Field-based evaluations also experienced serious disruptions during the COVID-19 pandemic. Due to heavy reliance on monitoring reports and site visits, project teams are often unable to efficiently identify and respond in a timely manner to issues that may result in complaints during resettlement implementation.
 
Moreover, there is no system to capture knowledge and lessons learned from resettlement programs, nor a systematic method to compare and analyze resettlement outcomes across projects. 
 

ADB wants to hear your company’s proposed solution for a platform that combines digital data capture and real-time resettlement monitoring with an AI-driven model to predict positive or negative outcomes of resettlement programs in ADB projects.

 
This opportunity is under the ADB Digital Innovation Sandbox Program. Click here to learn more about available opportunities in the program.

Expected Deliverables

 

We are seeking to pilot test a digital tool to perform resettlement impact assessment as well as real-time monitoring, and post resettlement evaluation of resettlement programs in Mongolia. Combined with field data, synthetic data will be used to develop a predictive model for resettlement outcomes. This initiative also aims to reduce physical presence in the field especially in pandemic and emergency situations.

 
 

Real-time Monitoring

The solution must have the capability to perform real-time resettlement monitoring and provide real-time data availability to key stakeholders.
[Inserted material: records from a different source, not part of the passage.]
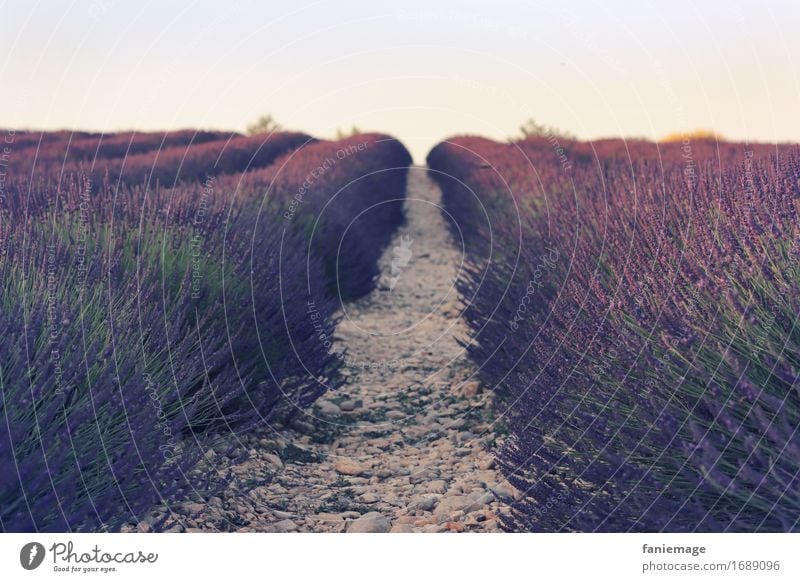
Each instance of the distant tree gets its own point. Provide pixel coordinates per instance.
(341, 134)
(265, 124)
(695, 134)
(533, 128)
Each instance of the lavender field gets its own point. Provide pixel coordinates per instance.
(217, 332)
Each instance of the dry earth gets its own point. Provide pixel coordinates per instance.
(406, 445)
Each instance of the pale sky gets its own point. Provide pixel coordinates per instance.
(420, 70)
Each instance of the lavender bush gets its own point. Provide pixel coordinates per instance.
(639, 329)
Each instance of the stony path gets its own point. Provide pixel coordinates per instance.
(406, 445)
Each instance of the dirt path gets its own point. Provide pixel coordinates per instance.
(405, 444)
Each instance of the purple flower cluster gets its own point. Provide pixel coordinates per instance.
(649, 381)
(138, 321)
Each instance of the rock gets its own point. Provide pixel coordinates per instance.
(487, 464)
(504, 492)
(329, 517)
(425, 504)
(455, 503)
(370, 523)
(485, 499)
(349, 467)
(437, 486)
(328, 407)
(194, 508)
(470, 389)
(350, 405)
(273, 461)
(286, 525)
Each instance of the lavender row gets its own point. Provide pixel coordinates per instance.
(637, 319)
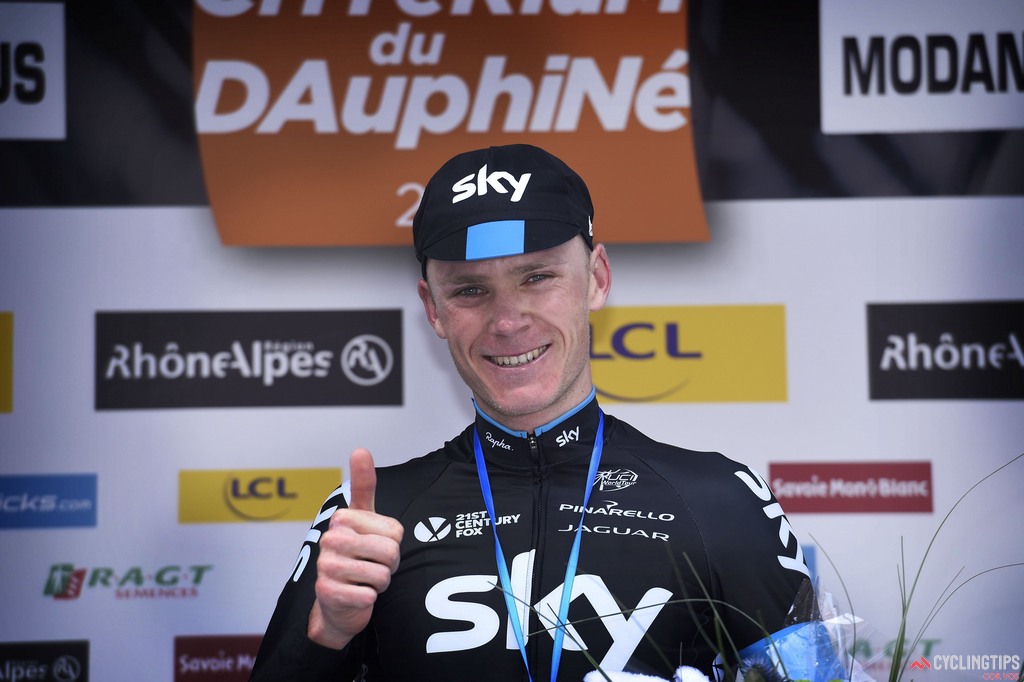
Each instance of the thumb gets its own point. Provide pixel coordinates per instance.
(363, 479)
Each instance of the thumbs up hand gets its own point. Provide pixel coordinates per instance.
(358, 554)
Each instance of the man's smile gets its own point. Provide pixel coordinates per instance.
(513, 360)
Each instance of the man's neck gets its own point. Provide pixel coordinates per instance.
(532, 428)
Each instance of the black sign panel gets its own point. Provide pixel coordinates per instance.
(946, 350)
(218, 358)
(45, 662)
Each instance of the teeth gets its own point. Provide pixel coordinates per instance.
(512, 360)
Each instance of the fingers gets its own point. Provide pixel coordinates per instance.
(363, 478)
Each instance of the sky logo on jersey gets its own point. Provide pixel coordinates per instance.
(408, 83)
(253, 495)
(457, 601)
(32, 71)
(922, 66)
(719, 353)
(48, 501)
(6, 361)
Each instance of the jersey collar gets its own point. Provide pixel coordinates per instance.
(568, 436)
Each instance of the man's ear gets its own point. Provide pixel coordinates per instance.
(600, 278)
(423, 289)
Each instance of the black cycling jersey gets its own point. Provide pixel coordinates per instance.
(684, 554)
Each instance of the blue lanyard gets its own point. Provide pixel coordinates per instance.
(570, 564)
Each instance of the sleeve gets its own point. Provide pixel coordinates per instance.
(756, 556)
(286, 652)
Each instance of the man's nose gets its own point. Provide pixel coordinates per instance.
(508, 313)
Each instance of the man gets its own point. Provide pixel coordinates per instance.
(669, 557)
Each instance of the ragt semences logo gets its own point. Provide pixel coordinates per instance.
(67, 582)
(328, 137)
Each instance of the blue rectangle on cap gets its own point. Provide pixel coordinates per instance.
(496, 239)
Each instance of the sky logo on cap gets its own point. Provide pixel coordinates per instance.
(466, 187)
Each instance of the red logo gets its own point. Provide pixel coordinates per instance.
(852, 486)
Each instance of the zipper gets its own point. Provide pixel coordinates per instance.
(539, 524)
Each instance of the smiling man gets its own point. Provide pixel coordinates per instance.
(548, 539)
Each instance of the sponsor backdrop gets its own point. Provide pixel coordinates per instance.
(815, 218)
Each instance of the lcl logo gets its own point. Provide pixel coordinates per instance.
(262, 487)
(240, 495)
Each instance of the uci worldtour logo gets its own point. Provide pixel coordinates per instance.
(615, 479)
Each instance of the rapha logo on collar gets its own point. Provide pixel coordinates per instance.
(472, 185)
(615, 479)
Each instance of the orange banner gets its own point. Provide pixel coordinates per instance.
(321, 122)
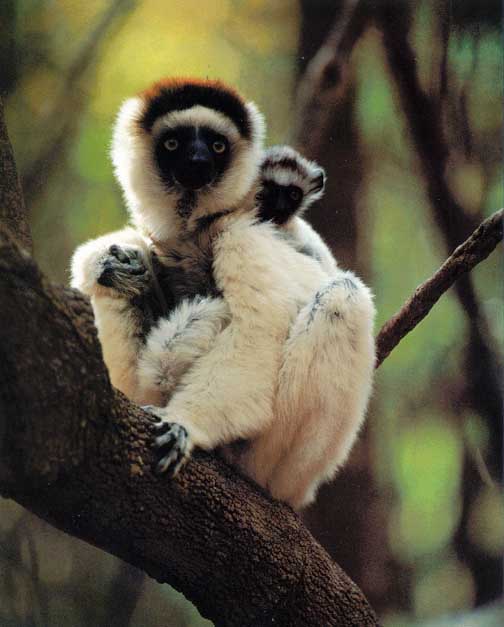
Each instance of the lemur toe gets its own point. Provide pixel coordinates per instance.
(173, 444)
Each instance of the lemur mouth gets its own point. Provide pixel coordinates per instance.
(196, 177)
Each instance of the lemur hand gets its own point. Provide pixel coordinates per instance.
(124, 270)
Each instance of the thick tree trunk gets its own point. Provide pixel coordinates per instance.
(77, 453)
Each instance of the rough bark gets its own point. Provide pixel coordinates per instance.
(77, 453)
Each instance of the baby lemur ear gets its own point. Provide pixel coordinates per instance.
(319, 182)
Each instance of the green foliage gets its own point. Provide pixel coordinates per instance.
(420, 437)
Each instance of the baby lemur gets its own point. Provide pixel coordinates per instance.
(277, 339)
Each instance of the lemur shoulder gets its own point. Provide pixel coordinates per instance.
(283, 340)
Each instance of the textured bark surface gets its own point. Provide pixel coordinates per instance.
(77, 453)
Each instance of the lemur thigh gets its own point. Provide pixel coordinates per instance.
(229, 393)
(324, 387)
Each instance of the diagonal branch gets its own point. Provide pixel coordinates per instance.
(465, 257)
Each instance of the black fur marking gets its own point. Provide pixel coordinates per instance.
(193, 164)
(206, 221)
(186, 203)
(186, 96)
(276, 202)
(309, 252)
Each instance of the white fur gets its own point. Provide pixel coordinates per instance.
(146, 196)
(306, 239)
(289, 366)
(176, 342)
(309, 171)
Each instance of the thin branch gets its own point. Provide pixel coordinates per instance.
(12, 206)
(75, 452)
(323, 83)
(476, 248)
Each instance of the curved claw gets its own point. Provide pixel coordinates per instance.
(173, 441)
(154, 413)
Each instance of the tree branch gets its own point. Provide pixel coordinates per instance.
(476, 248)
(74, 451)
(323, 83)
(12, 207)
(77, 453)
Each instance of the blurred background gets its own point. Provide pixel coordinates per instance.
(407, 121)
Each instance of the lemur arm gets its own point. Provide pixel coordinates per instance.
(323, 391)
(113, 270)
(228, 394)
(146, 354)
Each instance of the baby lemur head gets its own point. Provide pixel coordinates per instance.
(289, 184)
(183, 150)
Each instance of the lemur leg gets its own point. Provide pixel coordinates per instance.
(113, 271)
(229, 392)
(324, 387)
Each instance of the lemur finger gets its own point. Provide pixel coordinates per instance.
(157, 420)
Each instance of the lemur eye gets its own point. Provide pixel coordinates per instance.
(219, 147)
(171, 144)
This would allow greater transparency and faster analysis upon data entry in resettlement planning and implementation.

 

Predictive Model

A predictive model must be developed for resettlement outcomes based on machine learning and using a combination of real-world data and synthetic data.

 

Demonstrate Accuracy

It is expected that the tool will demonstrate increased accuracy as more project data is entered into the platform.